Please open attachment to view E-Card
E-Card Brought to You By f0xCiTY
Symantec Security Response encourages all users and administrators to adhere to the following basic security "best practices":
- Use a firewall to block all incoming connections from the Internet to services that should not be publicly available. By default, you should deny all incoming connections and only allow services you explicitly want to offer to the outside world.
- Enforce a password policy. Complex passwords make it difficult to crack password files on compromised computers. This helps to prevent or limit damage when a computer is compromised.
- Ensure that programs and users of the computer use the lowest level of privileges necessary to complete a task. When prompted for a root or UAC password, ensure that the program asking for administration-level access is a legitimate application.
- Disable AutoPlay to prevent the automatic launching of executable files on network and removable drives, and disconnect the drives when not required. If write access is not required, enable read-only mode if the option is available.
- Turn off file sharing if not needed. If file sharing is required, use ACLs and password protection to limit access. Disable anonymous access to shared folders. Grant access only to user accounts with strong passwords to folders that must be shared.
- Turn off and remove unnecessary services. By default, many operating systems install auxiliary services that are not critical. These services are avenues of attack. If they are removed, threats have less avenues of attack.
- If a threat exploits one or more network services, disable, or block access to, those services until a patch is applied.
- Always keep your patch levels up-to-date, especially on computers that host public services and are accessible through the firewall, such as HTTP, FTP, mail, and DNS services.
- Configure your email server to block or remove email that contains file attachments that are commonly used to spread threats, such as .vbs, .bat, .exe, .pif and .scr files.
- Isolate compromised computers quickly to prevent threats from spreading further. Perform a forensic analysis and restore the computers using trusted media.
- Train employees not to open attachments unless they are expecting them. Also, do not execute software that is downloaded from the Internet unless it has been scanned for viruses. Simply visiting a compromised Web site can cause infection if certain browser vulnerabilities are not patched.

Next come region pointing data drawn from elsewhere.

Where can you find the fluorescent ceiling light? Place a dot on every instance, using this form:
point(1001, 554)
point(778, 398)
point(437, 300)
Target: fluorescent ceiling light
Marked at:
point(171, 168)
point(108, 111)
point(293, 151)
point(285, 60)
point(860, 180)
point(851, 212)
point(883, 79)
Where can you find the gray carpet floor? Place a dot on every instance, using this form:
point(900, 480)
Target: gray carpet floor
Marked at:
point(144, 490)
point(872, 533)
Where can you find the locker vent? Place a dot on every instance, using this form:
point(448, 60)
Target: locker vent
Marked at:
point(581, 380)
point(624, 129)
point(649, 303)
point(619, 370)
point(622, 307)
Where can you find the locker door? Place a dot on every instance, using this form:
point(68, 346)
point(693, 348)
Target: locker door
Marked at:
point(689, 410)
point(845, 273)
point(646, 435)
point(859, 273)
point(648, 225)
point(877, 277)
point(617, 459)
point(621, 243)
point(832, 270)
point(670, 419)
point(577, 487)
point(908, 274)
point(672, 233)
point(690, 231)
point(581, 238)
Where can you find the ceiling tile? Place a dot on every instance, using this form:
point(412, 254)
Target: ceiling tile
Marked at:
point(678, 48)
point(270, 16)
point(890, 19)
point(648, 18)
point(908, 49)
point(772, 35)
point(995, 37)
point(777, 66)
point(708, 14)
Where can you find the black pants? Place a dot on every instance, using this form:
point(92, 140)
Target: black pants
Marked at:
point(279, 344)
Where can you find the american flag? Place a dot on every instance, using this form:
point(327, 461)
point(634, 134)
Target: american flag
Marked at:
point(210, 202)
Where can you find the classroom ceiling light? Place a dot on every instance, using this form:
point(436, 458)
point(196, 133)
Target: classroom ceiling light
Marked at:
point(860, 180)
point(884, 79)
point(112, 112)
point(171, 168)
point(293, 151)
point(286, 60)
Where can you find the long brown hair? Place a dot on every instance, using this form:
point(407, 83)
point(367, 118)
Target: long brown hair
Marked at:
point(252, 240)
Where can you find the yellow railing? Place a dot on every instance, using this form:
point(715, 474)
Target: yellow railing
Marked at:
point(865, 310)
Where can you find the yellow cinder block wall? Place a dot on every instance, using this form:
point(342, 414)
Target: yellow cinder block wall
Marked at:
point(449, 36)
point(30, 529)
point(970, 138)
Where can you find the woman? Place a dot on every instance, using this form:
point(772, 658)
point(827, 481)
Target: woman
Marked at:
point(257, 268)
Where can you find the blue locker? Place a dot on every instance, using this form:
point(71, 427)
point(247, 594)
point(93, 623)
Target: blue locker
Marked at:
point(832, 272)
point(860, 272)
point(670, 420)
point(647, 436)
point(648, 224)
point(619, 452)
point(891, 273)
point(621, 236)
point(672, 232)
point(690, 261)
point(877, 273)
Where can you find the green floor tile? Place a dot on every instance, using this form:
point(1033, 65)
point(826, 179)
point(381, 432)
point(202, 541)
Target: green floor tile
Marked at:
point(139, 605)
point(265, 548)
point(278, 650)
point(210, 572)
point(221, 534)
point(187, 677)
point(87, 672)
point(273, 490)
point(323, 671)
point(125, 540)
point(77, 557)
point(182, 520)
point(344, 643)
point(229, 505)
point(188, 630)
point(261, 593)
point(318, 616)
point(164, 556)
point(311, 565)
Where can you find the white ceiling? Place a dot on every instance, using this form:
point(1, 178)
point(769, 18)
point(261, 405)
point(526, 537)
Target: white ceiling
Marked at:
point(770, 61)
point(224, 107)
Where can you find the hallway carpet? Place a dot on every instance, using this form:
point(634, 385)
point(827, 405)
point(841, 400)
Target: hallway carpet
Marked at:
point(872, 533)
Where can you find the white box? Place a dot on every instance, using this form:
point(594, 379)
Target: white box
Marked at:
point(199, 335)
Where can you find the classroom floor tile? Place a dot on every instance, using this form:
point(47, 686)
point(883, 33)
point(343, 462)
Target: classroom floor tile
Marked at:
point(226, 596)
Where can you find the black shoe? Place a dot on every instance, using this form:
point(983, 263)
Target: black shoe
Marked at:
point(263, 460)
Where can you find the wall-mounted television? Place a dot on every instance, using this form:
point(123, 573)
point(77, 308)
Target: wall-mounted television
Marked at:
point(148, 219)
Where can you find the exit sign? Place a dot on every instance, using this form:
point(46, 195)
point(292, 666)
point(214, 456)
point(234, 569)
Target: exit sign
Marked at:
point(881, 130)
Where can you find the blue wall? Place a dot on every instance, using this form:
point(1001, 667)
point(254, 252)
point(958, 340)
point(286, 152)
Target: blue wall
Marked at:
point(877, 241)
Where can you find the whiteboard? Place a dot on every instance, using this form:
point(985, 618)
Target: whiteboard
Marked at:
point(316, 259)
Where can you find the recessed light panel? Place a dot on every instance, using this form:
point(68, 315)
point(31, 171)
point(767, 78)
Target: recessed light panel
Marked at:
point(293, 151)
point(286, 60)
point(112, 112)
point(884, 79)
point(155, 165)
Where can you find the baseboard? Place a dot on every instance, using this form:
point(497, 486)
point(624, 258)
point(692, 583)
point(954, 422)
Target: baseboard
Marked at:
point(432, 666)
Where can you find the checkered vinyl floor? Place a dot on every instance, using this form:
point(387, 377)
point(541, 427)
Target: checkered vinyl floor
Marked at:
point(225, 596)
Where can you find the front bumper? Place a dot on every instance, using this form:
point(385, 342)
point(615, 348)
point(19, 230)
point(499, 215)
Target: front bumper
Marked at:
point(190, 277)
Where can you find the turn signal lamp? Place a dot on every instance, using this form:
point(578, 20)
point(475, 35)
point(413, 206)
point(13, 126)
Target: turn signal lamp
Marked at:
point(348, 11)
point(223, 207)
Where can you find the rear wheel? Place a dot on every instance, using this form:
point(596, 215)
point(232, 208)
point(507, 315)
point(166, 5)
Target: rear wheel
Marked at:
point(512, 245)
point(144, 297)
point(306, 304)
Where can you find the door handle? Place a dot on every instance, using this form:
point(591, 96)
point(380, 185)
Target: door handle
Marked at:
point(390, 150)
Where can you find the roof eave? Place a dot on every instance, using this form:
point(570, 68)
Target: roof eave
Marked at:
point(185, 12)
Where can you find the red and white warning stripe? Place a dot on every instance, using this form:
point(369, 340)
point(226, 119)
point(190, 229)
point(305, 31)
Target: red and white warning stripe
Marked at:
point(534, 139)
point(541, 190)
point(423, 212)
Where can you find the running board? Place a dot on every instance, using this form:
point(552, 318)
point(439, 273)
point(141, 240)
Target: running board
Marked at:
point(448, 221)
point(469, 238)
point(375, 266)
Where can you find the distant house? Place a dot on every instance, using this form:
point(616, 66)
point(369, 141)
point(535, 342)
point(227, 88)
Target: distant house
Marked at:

- If Bluetooth is not required for mobile devices, it should be turned off. If you require its use, ensure that the device's visibility is set to "Hidden" so that it cannot be scanned by other Bluetooth devices. If device pairing must be used, ensure that all devices are set to "Unauthorized", requiring authorization for each connection request. Do not accept applications that are unsigned or sent from unknown sources.
- For further information on the terms used in this document, please refer to the Security Response glossary.
To remove the worm:
- Run LiveUpdate to make sure that you have the most recent virus definitions.
- Start Norton AntiVirus (NAV), and run a full system scan, making sure that NAV is set to scan all files.
- Delete files detected as infected by VBS.Mill.F, VBS.Mill.F.ini and VBS.Mill.F.bat.
- Restore the Web browser proxy setting, mouse and keyboard settings, and restore your original desktop pattern.
NOTE: These changes can all be done within Windows; you need not edit the registry. See your Windows documentation for information on how to do this.
- Any files that were overwritten by the worm must be restored from backups.